Getting students published gets professor published

October 12, 2008 | Leave a Comment

A communication professor who helped students earn bylines in a community newspaper will have his own work published in Grassroots Editor.

A journal article by Michael Ray Smith, professor of mass communication at Campbell University, is slated for publication in the fall by Grassroots Editor, a quarterly journal of the Institute of International Studies, Missouri Southern State University. Smith’s article, “Hyperlocalism and The Daily Record,” discusses the publishing strategy of local newspaperman Hoover Adams, founder of the The Daily Record of Dunn, N.C. Smith worked with publisher Bart Adams, Hoover’s son, to have students cover news that this community newspaper needed but sometimes lacked the personnel to do the hard work of newsgathering and reporting. The junior Adams assigned Smith and his students to cover community vignettes called “The Seven Questions.”

The Seven Questions

    To assist The Daily Record with its community coverage, Campbell University students were required to formulate questions based on research. They were taught to use a number of sources to prepare for an interview. For instance, students were required to do what is called a Lexis/Nexis search on Campbell’s database page to learn about the topic and to determine if any other journalists wrote about the source. In addition, students use the database Associations Unlimited to find an organization related to the topic. These non-profit organizations often can suggest experts that can provide vital information or statistics that help with the background of an article. Students routinely check more ordinary Internet sites including Google.

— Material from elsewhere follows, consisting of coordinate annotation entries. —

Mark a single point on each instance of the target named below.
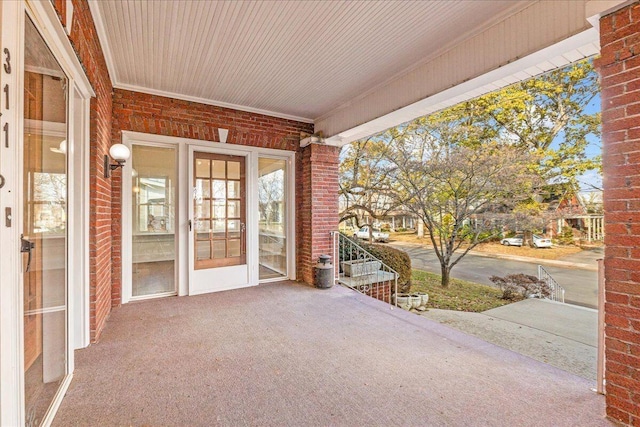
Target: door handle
(243, 246)
(26, 247)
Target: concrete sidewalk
(561, 335)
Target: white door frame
(46, 21)
(184, 238)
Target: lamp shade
(119, 152)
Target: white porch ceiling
(321, 61)
(292, 58)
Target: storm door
(44, 226)
(218, 222)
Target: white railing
(557, 291)
(356, 268)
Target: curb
(558, 263)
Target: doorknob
(26, 247)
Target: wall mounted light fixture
(118, 152)
(222, 133)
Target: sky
(590, 179)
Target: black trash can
(324, 272)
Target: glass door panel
(219, 210)
(44, 226)
(154, 231)
(272, 223)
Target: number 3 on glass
(7, 64)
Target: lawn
(459, 296)
(495, 248)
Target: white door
(218, 222)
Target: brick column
(317, 190)
(619, 68)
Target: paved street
(580, 284)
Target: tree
(458, 187)
(547, 115)
(365, 189)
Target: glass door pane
(153, 216)
(44, 226)
(272, 225)
(219, 210)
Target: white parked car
(512, 241)
(541, 242)
(378, 236)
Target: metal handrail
(557, 291)
(367, 274)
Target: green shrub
(397, 259)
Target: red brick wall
(317, 182)
(85, 42)
(112, 111)
(619, 68)
(139, 112)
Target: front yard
(459, 296)
(553, 253)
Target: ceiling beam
(537, 39)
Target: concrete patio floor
(286, 354)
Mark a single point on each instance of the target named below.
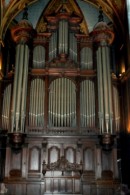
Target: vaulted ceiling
(114, 13)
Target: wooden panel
(70, 154)
(69, 185)
(88, 159)
(48, 185)
(77, 186)
(62, 185)
(55, 185)
(34, 159)
(16, 161)
(53, 154)
(33, 189)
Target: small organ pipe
(15, 88)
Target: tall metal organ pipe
(103, 37)
(21, 35)
(63, 37)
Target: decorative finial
(25, 13)
(100, 17)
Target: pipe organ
(38, 57)
(62, 99)
(62, 103)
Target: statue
(3, 189)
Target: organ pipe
(53, 46)
(21, 34)
(6, 107)
(20, 89)
(86, 58)
(63, 37)
(36, 108)
(39, 57)
(87, 102)
(62, 103)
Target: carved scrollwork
(62, 164)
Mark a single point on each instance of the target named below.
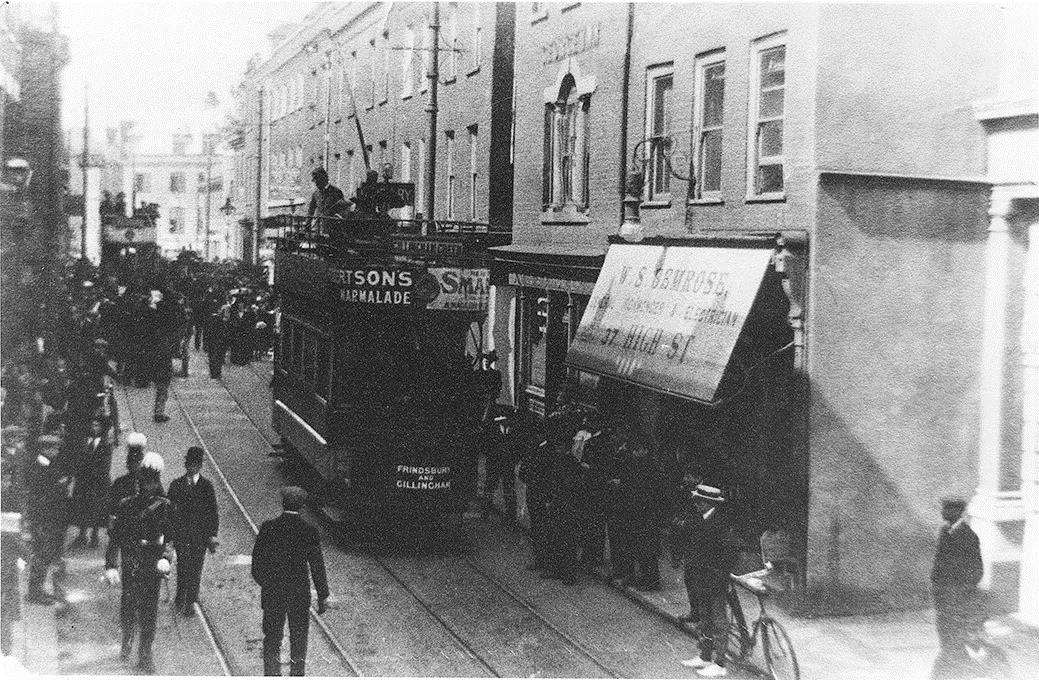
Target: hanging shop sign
(374, 285)
(668, 317)
(461, 289)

Armed with prepared questions, a student was required to interview a subject and, if necessary, others to make the column successful. Students worked on their own to set up the interviews and take the photograph that could accompany the piece.

Benefits

The project proved beneficial on several levels. The students gained valuable experience, including solving the problem of working with a reticent source and time-scheduling issues. The articles were posted on Smith’s personal web site at www.featurewriting.net and the readers profited and continue to profit from an at-a-glance profile that allows an audience to peek into another’s person life. Finally, the newspaper profited by getting high-quality content and giving university writers a chance to showcase their work with a byline. The writers also had to take publishable photographs, an additional hurdle that helped these wordsmiths prepare to successfully transition into entry-level journalism positions at community newspapers.

Smith’s work was funded, in part, through a summer research grant from the office of Dr. Dwaine Greene, vice president for Academic Affairs and Provost at Campbell University, and the office of Dr. Mark Hammond, dean of the College of Arts and Sciences.